LowLevel hat geschrieben:Könnten die Verkäufe für Mobilgeräte und Switch dieses Szenario ändern, oder nimmst du die davon aus?
Ron Gilbert hat geschrieben:Es ist unwahrscheinlich, dass es genug sein wird, um das Bild zu ändern. Selbst zusätzliche 100.000$ machen das nicht möglich. Ich weiß, 100.000$ scheinen viel Geld zu sein, aber man darf sich das nicht als 100.000$ denken, die auf dem persönlichen Bankkonto sind. Ein Drittel davon geht als Steuern ab. Man muss zusätzlich bedenken, dass das Machen von TWP 1 Mio Dollar gekostet hat. Ein neues Spiel zu machen wird voraussichtlich nicht billiger sein. Wir würden etwas Geld dadurch sparen, keine Engine bauen zu müssen, aber das war kein großer Teil des Budgets. Ich könnte mir ebenso einen Job suchen und das Doppelte von dem verdienen, was ich je mit TWP verdient habe. Geld mit einem neuen Spiel zu machen ist risikobehaftet, das ist bei weitem nicht garantiert. Ich bin in meiner Karriere viele Risiken eingegangen, und wenn sie auch aus kreativer Sicht Spaß gemacht haben, haben die meisten nur gerade so Gewinn gebracht oder sich nicht ausgezahlt.
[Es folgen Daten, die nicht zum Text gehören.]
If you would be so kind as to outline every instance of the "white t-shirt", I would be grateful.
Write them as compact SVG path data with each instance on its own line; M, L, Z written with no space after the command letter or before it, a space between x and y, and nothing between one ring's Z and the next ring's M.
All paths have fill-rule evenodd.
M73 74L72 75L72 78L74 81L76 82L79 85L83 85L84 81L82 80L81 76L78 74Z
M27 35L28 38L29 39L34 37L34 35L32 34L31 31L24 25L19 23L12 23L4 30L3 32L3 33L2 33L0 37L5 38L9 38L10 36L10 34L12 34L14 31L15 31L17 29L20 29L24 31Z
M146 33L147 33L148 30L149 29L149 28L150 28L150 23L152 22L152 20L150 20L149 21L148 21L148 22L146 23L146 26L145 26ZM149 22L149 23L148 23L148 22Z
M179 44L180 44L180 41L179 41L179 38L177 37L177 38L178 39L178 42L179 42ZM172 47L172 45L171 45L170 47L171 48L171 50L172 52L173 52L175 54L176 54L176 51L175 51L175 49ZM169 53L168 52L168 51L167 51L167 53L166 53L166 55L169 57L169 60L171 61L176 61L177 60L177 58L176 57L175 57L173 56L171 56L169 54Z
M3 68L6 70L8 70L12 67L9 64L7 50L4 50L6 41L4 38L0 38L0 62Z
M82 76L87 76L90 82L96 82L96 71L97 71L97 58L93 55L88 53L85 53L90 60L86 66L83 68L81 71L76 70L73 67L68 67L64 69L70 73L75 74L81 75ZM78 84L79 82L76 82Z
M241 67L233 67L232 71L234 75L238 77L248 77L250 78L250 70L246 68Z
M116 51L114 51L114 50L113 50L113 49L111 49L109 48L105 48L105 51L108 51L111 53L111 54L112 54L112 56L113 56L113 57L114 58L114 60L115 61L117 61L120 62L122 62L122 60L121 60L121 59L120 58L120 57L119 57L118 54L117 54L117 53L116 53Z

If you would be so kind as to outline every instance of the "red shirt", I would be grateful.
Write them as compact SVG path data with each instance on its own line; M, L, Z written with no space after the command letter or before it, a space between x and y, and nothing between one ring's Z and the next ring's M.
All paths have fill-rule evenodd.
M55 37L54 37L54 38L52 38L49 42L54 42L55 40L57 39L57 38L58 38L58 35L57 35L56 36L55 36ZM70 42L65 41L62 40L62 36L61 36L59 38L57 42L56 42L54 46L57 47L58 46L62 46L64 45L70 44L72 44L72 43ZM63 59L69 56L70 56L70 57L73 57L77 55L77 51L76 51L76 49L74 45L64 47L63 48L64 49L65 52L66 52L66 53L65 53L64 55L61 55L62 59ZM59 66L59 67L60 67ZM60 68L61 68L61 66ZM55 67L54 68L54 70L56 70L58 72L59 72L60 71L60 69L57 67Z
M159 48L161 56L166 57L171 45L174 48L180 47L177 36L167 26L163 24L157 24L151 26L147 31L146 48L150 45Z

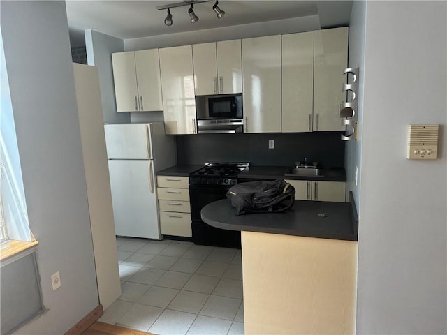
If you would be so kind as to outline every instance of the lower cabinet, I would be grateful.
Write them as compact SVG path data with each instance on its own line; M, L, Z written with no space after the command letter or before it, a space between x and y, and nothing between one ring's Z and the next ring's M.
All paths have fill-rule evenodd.
M192 237L187 177L157 176L161 234Z
M295 188L297 200L346 201L346 183L344 181L315 181L287 180Z
M247 335L356 333L356 241L241 237Z

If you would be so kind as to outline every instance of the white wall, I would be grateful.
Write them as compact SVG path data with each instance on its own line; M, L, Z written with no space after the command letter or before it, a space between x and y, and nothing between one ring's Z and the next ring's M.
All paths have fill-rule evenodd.
M349 68L359 68L358 94L357 95L358 107L353 119L359 123L358 141L346 142L345 152L345 170L346 173L346 199L349 199L349 192L352 191L357 207L360 211L360 186L362 174L362 126L363 126L363 97L365 82L365 35L366 1L354 1L349 24ZM358 168L357 185L356 185L356 167Z
M163 23L161 22L161 24L162 24ZM311 31L319 29L320 20L318 16L309 15L303 17L277 20L212 29L196 30L141 38L127 39L124 40L124 49L126 51L141 50L236 38L248 38L268 35Z
M129 113L117 112L113 86L112 54L124 51L123 40L88 29L85 34L87 64L98 68L101 85L103 119L106 124L128 123Z
M47 308L17 334L60 334L98 304L65 3L1 6L24 190ZM61 287L53 291L57 271Z
M447 334L447 3L367 1L358 334ZM439 158L406 158L440 124Z

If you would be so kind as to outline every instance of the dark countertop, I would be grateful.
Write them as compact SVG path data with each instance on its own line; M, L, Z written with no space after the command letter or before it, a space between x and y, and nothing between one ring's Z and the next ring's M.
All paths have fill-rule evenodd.
M224 199L205 206L202 220L229 230L357 241L358 219L351 202L295 200L281 213L250 214L236 216L236 209ZM327 213L327 217L318 214Z
M174 165L156 173L157 176L188 177L191 172L197 171L203 165Z
M346 181L346 175L343 168L325 168L323 175L318 177L285 176L288 166L250 166L237 175L237 179L316 180L327 181Z

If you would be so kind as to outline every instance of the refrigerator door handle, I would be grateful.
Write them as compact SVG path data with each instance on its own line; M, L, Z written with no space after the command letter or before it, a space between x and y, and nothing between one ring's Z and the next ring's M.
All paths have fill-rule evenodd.
M146 125L146 152L147 153L147 159L152 159L152 143L151 142L150 126L150 124Z
M149 188L151 193L154 194L154 167L152 165L152 161L149 161Z

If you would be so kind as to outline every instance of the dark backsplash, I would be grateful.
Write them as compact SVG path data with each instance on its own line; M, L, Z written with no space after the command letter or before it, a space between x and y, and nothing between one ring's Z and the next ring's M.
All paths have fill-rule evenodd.
M339 131L268 134L177 135L177 163L248 161L253 165L291 165L317 161L325 168L344 167L344 144ZM268 140L274 140L274 149Z

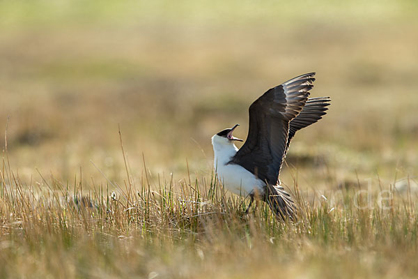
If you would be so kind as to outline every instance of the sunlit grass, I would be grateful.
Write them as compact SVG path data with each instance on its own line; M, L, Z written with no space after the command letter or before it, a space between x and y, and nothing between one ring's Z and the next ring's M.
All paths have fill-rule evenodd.
M0 278L415 277L417 3L0 1ZM311 71L300 218L245 216L210 137Z

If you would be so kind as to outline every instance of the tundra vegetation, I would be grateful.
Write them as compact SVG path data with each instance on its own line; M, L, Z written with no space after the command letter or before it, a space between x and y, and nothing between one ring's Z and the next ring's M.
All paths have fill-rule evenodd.
M1 278L415 278L415 1L0 2ZM316 71L281 180L226 193L210 137Z

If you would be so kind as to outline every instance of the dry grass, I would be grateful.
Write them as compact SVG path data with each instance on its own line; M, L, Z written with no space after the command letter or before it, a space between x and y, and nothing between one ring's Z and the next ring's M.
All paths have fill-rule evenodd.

Ja, ich könnte Dinge auslassen und das Budget zurechtstutzen, Abstriche an der Qualität machen und sogar noch mehr Risiken eingehen, aber ich weiß nicht, ob ich das weiter tun möchte. Mir macht es nichts aus, Risiken einzugehen, aber sie müssen richtig kalkuliert werden. Ich denke nicht, dass ein weiteres Point&Click-Adventure das richtige Risiko zum Eingehen ist. Vielleicht werde ich auf eine Idee stoßen, die diese Gleichung ändert, aber vielleicht auch nicht, und sicherlich nicht in der "näheren Zukunft".
Um sich enthusiastisch auf ein weiteres Point&Click-Adventure zu stürzen hätte TWP 750.000$ Gewinn einbringen müssen, also nach Abzug von Steuern und dem Auszahlen von Investoren. Wir sind bei weitem davon entfernt, und PS4, Switch und iOS werden das nicht ändern.
Someone hat geschrieben:Ich würde Kickstarter nicht unterschätzen: viele Leute haben die erste Kickstarter-Kampagne verpasst.
Ron Gilbert hat geschrieben:Ich wünschte, ich könnte dem zustimmen. Zugegebenermaßen ist das alles Kristallkugelschauen, aber für all die neuen Backer, die wir dazugewinnen würden, würden wir ebenso viele verlieren (wenn nicht gar mehr). Viele Leute haben TWP wegen des Neuheitsfaktors unterstützt, diese Neuheit gibt es nun nicht mehr.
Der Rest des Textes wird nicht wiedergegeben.